Единственной относительно чистой комнатой в «рэгид-скул» был кабинет директора. Само собой разумеется, что вход туда был закрыт для всех, ибо он опасался, что книги будут мгновенно разорваны, а листы развеяны по ветру. Неудивительно, что ментор закрывал глаза на то, чем его «ученики» занимаются вне стен школы: шатаются неизвестно где, бродяжничают и озорничают. Напротив, он полагал, что мальчишки возвращаются слишком рано, хотя на самом деле только голод и желание поспать загоняли их обратно.
Малыш, человечек умненький, серьезный и неиспорченный, служил мишенью не только для глупых шуток Каркера и пяти-шести его компаньонов того же пошиба, но и их жестоких выходок. Жаловаться он не хотел. Ах! Почему он такой слабосильный? Как бы он заставил мерзавцев уважать себя, как бы он ответил ударом кулака на удар, пинком на пинок! И какая же ненависть зрела в его сердце, порожденная сознанием собственного бессилия!

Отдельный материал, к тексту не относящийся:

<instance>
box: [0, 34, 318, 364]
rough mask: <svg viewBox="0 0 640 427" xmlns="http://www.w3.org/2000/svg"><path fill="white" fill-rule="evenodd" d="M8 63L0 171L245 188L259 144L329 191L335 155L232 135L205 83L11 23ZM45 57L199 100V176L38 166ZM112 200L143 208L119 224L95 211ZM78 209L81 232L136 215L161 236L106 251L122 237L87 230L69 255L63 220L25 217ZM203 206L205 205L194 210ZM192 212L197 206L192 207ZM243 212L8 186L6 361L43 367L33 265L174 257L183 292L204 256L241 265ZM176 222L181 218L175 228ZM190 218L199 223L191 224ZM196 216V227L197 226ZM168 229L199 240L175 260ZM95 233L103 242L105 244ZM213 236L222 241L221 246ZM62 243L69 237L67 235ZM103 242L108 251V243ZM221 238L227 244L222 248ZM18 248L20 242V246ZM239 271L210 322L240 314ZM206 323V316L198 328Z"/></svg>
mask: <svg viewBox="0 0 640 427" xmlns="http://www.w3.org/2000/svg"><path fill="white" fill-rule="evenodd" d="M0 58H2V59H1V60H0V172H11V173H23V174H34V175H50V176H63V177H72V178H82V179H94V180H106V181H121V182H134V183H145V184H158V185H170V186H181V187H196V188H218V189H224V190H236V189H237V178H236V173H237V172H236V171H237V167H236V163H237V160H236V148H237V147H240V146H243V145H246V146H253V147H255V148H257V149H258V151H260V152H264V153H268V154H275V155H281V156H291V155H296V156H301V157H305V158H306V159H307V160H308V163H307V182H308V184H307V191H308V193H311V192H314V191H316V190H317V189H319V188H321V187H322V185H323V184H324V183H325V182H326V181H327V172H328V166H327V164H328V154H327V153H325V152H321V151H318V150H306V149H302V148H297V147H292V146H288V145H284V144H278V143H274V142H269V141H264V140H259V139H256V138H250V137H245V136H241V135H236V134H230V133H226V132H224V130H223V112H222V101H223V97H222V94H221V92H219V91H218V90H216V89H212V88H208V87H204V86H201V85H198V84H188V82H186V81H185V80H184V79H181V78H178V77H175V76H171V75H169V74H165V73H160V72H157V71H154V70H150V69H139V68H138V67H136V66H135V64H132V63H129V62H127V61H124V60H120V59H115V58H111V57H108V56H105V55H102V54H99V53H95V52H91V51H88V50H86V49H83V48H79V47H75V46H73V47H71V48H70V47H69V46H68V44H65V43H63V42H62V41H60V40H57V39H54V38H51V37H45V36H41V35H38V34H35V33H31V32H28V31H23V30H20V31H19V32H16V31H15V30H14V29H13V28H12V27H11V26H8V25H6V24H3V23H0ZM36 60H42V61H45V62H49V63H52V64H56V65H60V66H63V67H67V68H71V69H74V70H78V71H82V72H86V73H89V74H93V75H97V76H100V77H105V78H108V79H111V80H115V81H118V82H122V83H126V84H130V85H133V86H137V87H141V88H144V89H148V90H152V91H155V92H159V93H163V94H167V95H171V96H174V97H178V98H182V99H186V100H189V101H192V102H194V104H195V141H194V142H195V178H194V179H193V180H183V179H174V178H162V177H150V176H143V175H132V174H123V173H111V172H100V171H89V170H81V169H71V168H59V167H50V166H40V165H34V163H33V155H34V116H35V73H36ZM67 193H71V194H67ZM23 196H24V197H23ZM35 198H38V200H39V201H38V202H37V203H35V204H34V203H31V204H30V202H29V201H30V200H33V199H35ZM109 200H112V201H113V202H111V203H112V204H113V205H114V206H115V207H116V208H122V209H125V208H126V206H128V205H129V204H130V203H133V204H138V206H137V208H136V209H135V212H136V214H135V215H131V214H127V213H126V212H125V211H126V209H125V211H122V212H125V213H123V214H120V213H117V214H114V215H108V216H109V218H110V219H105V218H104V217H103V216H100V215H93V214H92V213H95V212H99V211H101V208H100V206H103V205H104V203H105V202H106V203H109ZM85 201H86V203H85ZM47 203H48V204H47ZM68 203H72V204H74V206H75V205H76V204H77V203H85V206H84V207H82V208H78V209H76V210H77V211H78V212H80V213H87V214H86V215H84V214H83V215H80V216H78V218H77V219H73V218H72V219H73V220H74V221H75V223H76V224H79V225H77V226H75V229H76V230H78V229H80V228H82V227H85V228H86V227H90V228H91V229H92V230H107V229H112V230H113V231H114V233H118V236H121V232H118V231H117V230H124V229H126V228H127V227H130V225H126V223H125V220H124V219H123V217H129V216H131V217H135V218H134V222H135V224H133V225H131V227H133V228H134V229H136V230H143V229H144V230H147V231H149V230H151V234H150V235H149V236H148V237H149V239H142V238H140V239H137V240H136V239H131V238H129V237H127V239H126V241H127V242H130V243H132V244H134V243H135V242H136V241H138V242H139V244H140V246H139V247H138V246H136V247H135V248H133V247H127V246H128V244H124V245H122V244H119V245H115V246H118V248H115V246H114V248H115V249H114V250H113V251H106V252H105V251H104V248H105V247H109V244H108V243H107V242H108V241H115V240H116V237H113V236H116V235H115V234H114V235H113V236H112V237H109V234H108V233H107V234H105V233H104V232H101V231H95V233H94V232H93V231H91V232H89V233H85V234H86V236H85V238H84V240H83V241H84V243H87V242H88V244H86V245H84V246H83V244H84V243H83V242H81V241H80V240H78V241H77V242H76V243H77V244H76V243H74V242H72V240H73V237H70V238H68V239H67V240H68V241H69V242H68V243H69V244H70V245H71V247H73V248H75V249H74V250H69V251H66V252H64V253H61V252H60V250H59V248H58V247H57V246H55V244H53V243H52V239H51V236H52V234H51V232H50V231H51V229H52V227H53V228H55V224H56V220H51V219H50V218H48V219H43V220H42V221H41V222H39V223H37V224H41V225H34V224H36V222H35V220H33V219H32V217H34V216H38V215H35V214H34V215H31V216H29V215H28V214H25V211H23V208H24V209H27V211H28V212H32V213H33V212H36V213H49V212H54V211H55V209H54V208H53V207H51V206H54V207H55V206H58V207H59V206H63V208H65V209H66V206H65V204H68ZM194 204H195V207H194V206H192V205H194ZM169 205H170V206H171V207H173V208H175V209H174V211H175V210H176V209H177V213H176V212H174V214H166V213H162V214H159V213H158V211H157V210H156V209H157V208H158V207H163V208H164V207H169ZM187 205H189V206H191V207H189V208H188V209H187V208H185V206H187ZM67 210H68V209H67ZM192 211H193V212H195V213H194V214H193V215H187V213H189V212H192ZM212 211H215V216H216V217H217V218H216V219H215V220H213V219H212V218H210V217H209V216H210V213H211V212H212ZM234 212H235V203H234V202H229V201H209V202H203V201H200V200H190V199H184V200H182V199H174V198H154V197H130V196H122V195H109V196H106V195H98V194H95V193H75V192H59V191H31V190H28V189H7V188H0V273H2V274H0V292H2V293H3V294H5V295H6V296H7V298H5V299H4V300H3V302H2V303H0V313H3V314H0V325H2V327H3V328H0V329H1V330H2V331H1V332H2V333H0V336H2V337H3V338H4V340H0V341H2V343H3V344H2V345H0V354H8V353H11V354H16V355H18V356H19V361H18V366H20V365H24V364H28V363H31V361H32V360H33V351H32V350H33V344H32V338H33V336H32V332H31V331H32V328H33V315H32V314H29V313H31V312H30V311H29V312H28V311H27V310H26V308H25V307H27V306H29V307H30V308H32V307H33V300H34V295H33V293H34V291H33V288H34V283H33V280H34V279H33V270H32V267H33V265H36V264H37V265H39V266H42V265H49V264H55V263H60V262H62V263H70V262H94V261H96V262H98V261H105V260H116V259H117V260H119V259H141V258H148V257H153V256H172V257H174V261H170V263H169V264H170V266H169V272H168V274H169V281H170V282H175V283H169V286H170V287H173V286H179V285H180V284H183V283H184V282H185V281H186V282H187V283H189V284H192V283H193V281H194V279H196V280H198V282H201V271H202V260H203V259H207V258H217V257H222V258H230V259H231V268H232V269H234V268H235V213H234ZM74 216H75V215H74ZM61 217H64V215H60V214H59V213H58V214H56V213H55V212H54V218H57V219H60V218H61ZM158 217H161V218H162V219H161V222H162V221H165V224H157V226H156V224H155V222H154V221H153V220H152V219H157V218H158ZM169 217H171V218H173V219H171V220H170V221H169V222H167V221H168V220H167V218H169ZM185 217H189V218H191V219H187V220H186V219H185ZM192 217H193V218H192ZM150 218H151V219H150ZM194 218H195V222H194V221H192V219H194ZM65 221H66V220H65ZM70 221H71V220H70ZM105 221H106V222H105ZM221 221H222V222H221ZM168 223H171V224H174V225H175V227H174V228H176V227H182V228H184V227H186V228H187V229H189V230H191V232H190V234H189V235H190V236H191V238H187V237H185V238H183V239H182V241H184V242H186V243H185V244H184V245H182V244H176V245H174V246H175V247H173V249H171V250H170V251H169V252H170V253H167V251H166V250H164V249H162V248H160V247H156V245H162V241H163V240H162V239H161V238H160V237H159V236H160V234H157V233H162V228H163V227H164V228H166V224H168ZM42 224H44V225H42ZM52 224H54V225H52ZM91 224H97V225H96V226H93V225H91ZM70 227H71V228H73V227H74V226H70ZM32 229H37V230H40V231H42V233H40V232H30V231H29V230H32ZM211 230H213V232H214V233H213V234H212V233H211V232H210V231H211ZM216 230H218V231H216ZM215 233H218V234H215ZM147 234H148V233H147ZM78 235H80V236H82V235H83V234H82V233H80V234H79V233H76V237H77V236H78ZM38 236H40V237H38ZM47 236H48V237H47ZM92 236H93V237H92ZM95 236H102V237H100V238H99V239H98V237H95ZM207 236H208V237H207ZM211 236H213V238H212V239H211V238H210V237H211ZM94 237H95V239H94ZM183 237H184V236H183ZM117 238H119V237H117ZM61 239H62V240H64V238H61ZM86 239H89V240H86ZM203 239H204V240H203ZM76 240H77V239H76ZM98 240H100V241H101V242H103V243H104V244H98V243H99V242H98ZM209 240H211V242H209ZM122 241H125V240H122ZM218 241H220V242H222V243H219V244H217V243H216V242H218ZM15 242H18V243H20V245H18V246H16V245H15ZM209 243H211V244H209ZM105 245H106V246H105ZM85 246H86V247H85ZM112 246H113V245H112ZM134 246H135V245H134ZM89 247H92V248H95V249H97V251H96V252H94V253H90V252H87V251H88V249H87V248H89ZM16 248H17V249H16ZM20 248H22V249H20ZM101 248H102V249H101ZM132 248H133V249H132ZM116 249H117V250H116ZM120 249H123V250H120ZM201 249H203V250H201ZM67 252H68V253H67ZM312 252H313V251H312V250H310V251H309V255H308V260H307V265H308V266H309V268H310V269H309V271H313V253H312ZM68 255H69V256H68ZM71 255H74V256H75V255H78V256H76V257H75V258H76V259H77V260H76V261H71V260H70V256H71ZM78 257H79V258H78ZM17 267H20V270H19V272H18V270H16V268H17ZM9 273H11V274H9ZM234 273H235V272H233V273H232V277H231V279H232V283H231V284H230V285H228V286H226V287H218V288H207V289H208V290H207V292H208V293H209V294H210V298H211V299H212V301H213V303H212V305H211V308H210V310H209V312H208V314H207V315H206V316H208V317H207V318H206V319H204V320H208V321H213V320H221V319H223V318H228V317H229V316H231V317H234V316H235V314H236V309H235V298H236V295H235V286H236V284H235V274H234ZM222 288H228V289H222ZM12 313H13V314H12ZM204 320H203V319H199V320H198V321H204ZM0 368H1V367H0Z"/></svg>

Кстати, Малыш реже всех покидал школьные стены, ибо наслаждался каждой лишней минутой покоя, в то время как его бездельники-соученики шарили по кучам мусора в окрестностях. Это, конечно, отражалось на его желудке, поскольку он мог бы найти что-нибудь съедобное в отходах или купить сладкий пирожок «старой выпечки» за два-три медяка, полученных у доброхотов в виде милостыни. Однако мальчик испытывал отвращение к нищенству. Ему претило ходить с протянутой рукой, бежать за повозками в надежде заполучить какую-нибудь мелочь. И уж конечно он даже не помышлял о том, чтобы стянуть какую-нибудь игрушку с прилавка. Один Господь знает, смогли бы удержаться от такого соблазна все остальные! Нет! Он предпочитал оставаться с Грипом.
— Ты не пойдешь? — говорил ему тот.
— Нет, Грип.
— Каркер побьет тебя, если ты вечером ничего не принесешь!
— Пусть уж лучше побьет.
Грип испытывал к Малышу какую-то странную нежность, и тот отвечал ему тем же. Обладая определенными умственными способностями, Грип умел читать и писать и старался научить младшего друга тому немногому, что умел сам. Поэтому, оказавшись в Голуэе, Малыш начал делать успехи, по крайней мере в чтении, и обещал стать достойным своего учителя.
Следует добавить, что Грип знал массу забавных историй и умел их превесело рассказывать.
Раскаты его смеха под сводами мрачной обители казались Малышу лучом света, что проник в помещение школы.
Особенно же злило нашего юного героя то, что все остальные оборвыши буквально травили Грипа и сделали его объектом своих козней, которые тот, повторим еще раз, переносил с чисто философским спокойствием.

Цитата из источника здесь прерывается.